6. Las nuevas tecnologías y los medios de comunicación no son una misma cosa. Entre un medio de comunicación y su tecnología correspondiente existe una relación similar a la que existe entre la mente y el cerebro. Podemos y debemos conocerla y domarla, haciendo que se comporte debidamente. No sólo es suficiente conocer los mensajes, debemos tener la capacidad de emitirlos y ello implica conocer y poseer los mecanismos necesarios. Este trabajo debe comenzar en la escuela.

5. Nuestra respuesta: «L’ull màgic» (El ojo mágico)

En el Colegio «Ave María» de Peñarrocha de Valencia, un colegio de los ensanches de una gran ciudad, nos hemos dedicado a introducir, desde hace muchos años, el lenguaje audiovisual en el aula, el mundo de la expresión tanto plástica como dinámica en nuestro colegio. Ya hace doce años que estamos intentando que las tecnologías audiovisuales entren a formar parte del currículum escolar; por ello hemos trabajado tanto en el ámbito escolar como extraescolar y en los niveles superiores de la EGB (ahora ESO), tanto en el horario dedicado a la Educación Plástica como en el de Valenciano, como elemento de normalización lingüística.

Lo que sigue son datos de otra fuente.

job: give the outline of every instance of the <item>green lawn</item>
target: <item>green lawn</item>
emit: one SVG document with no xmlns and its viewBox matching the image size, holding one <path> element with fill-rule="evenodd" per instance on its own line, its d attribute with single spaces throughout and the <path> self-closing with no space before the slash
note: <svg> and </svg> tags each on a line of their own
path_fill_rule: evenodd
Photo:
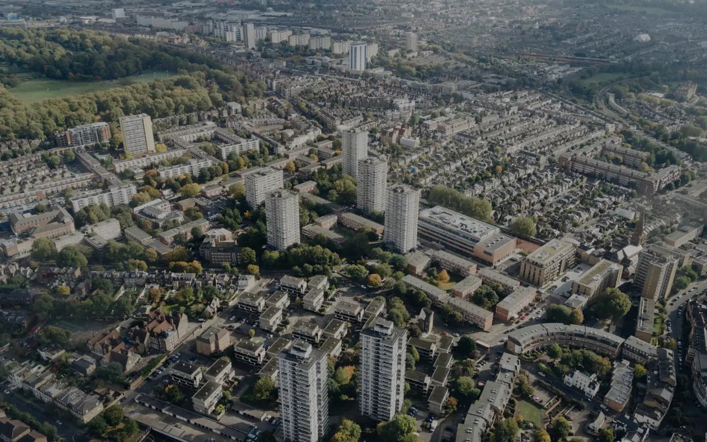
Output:
<svg viewBox="0 0 707 442">
<path fill-rule="evenodd" d="M 534 404 L 525 400 L 519 400 L 515 412 L 520 413 L 524 419 L 534 424 L 535 428 L 542 428 L 542 410 Z"/>
<path fill-rule="evenodd" d="M 592 75 L 588 78 L 582 80 L 582 84 L 584 85 L 590 81 L 595 81 L 599 84 L 611 83 L 619 77 L 624 76 L 626 74 L 622 72 L 600 72 L 596 75 Z"/>
<path fill-rule="evenodd" d="M 10 93 L 25 104 L 39 103 L 48 98 L 64 98 L 86 92 L 99 92 L 119 88 L 132 83 L 153 81 L 174 75 L 170 72 L 155 72 L 138 75 L 112 81 L 69 81 L 38 78 L 23 81 Z"/>
<path fill-rule="evenodd" d="M 672 11 L 668 11 L 667 9 L 663 9 L 662 8 L 655 8 L 653 6 L 632 6 L 629 5 L 607 5 L 607 6 L 614 9 L 619 9 L 621 11 L 630 11 L 631 12 L 643 13 L 646 14 L 653 14 L 655 16 L 667 16 L 670 14 L 677 13 L 672 12 Z"/>
</svg>

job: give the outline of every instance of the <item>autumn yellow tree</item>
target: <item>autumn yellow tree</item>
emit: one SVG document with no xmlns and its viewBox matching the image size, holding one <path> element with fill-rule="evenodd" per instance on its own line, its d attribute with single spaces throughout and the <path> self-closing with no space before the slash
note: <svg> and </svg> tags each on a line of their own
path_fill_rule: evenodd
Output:
<svg viewBox="0 0 707 442">
<path fill-rule="evenodd" d="M 368 275 L 366 279 L 366 282 L 371 287 L 380 287 L 380 284 L 383 284 L 382 280 L 380 279 L 380 275 L 378 273 L 372 273 Z"/>
<path fill-rule="evenodd" d="M 441 282 L 442 284 L 446 284 L 449 282 L 449 274 L 444 269 L 442 269 L 442 272 L 437 274 L 437 281 Z"/>
</svg>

Al darles la oportunidad a nuestros alumnos de que expresaran sus ideas a través de una cámara nos encontrábamos que los roles a imitar siempre respondían a estereotipos televisivos más o menos desafortunados y los temas coincidían con las series de moda. Era muy difícil llegar a que los alumnos expresaran algo personal, a pesar de trabajar con alumnos en todos los niveles de la expresión artística y gestual, ya que siempre caíamos en el círculo vicioso de la imitación. Notábamos que los mensajes del cine y la televisión eran percibidos como dogmáticos, cerrados y, por ello, ajenos a la crítica. Por eso, tuvimos que sistematizar el aprendizaje de la imagen en el aula de manera que los alumnos se familiarizaran con los medios audiovisuales, aprendieran a leer imágenes, fueran capaces de decodificar sus mensajes y llegaran a producirlos.

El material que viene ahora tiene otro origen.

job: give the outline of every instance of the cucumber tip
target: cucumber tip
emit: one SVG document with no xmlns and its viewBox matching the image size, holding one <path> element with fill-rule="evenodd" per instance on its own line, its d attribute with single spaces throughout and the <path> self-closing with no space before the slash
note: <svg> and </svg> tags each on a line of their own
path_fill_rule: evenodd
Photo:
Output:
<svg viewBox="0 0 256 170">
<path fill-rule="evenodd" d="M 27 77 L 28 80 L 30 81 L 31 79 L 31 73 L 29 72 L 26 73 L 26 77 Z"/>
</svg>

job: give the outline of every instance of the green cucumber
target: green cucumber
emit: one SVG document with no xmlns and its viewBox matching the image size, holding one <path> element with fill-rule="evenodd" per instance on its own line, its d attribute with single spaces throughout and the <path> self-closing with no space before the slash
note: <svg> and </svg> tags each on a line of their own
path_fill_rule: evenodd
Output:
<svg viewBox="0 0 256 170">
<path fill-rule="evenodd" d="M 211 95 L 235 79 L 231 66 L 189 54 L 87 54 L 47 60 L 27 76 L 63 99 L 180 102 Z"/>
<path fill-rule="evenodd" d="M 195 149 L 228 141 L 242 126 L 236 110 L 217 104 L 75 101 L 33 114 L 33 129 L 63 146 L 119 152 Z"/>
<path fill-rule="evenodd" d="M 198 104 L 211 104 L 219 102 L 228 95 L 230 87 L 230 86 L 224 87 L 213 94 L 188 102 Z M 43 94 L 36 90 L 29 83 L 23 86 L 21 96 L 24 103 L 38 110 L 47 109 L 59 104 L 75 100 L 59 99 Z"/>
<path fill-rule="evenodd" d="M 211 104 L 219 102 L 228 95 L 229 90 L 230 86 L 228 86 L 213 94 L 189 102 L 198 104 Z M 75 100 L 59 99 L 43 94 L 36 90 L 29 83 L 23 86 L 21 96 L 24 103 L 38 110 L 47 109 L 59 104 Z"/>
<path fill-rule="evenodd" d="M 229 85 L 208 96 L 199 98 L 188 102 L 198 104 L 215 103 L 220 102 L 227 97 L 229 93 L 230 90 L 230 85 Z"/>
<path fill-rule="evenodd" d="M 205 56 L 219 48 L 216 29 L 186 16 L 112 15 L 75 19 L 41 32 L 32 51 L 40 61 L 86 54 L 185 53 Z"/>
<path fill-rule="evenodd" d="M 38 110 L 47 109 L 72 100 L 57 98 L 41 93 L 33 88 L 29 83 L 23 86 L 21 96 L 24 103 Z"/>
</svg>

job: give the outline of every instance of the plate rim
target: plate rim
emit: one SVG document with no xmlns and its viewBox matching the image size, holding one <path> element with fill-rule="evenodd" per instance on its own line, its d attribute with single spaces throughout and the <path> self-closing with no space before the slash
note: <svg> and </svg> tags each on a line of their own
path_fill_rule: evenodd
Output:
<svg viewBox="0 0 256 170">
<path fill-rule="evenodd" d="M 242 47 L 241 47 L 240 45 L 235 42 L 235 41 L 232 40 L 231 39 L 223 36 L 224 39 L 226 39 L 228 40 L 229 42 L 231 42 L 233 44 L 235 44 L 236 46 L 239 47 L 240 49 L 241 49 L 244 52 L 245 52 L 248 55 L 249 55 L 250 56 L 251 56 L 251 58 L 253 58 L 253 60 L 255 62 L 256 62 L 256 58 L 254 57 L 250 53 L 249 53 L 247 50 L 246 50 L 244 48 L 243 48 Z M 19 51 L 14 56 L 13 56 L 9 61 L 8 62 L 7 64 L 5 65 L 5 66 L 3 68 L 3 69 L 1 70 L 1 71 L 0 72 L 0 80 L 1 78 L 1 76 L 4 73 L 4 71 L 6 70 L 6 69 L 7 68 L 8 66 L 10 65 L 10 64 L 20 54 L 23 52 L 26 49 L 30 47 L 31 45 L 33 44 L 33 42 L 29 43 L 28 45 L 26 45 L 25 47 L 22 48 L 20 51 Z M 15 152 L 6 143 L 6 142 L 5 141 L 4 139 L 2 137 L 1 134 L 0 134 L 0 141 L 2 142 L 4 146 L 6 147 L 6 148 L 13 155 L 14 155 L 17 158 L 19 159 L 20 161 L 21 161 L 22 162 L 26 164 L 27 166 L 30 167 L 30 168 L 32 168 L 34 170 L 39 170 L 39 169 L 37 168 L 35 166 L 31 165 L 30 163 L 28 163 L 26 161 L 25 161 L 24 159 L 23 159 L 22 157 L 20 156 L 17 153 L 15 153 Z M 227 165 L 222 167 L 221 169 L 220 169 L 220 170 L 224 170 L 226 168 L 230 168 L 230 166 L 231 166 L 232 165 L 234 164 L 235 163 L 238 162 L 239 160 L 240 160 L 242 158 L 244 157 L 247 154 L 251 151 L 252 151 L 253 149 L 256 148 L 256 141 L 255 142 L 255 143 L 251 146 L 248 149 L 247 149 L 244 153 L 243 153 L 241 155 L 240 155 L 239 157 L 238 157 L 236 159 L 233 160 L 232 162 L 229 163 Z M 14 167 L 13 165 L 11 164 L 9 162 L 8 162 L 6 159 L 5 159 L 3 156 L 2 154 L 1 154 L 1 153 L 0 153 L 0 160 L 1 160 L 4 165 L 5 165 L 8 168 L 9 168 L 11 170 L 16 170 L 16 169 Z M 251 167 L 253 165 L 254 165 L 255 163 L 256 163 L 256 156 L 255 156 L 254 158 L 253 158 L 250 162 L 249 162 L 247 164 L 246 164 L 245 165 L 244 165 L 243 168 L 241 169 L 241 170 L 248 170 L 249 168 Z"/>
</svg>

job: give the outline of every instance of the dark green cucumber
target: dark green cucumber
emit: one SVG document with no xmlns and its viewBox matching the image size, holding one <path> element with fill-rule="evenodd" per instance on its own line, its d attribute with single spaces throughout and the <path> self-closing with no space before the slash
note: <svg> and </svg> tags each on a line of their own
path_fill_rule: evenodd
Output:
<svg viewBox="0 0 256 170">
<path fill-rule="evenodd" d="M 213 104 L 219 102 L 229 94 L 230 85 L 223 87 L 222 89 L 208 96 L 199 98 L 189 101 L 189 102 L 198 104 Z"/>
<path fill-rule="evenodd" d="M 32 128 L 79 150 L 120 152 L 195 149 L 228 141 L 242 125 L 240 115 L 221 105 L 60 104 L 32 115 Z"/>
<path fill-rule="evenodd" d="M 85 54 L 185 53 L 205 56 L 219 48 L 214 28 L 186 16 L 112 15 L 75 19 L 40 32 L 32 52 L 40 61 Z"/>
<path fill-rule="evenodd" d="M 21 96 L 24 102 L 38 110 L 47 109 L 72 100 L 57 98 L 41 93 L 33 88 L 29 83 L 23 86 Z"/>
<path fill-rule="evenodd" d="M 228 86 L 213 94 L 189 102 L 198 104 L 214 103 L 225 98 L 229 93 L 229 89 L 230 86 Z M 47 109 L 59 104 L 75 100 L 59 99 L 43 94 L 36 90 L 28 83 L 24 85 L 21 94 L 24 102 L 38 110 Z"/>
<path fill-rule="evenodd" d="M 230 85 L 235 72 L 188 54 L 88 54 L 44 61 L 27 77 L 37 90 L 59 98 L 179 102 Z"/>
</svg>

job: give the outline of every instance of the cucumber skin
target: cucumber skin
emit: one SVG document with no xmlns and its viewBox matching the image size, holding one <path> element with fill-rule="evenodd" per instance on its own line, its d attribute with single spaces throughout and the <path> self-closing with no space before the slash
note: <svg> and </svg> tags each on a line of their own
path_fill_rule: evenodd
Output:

Surgió un plan de trabajo desde los más jóvenes (4 años) hasta los más mayores, (alumnos de ESO) con un único objetivo: conocer el lenguaje audiovisual y poder emplearlo para comunicarse. Nos lanzamos a una aventura llena de dificultades y que iba desde la desmitificación de la televisión y el vídeo como un «ojo mágico» que no es real porque nos muestra lo que quiere (2º de Infantil) hasta el conocimiento de la cámara, los movimientos, los planos, el uso de la luz, color... como respuesta a la necesidad de utilizar este medio de expresión por parte de los alumnos.

Nuestra propuesta es formar alumnos capaces de utilizar este lenguaje para comunicar sus mensajes y hacerlos menos dogmáticos, por ello, más críticos, abiertos a la sugerencia y a la crítica constructiva, solidarios con las necesidades de los demás y abiertos al mundo. Alumnos capaces de mirar con atención, criticar y sacar sus propias conclusiones, aceptando lo que de positivo tengan los mensajes que reciban y rehusando todo lo que de negativo se les trate de imponer. Hacerles responsables de sus propias decisiones. Mucho ha de cambiar nuestra escuela para que sea una escuela de vida y para la vida... En esa empresa la alfabetización audiovisual tiene mucho que decir. En ese reto estamos.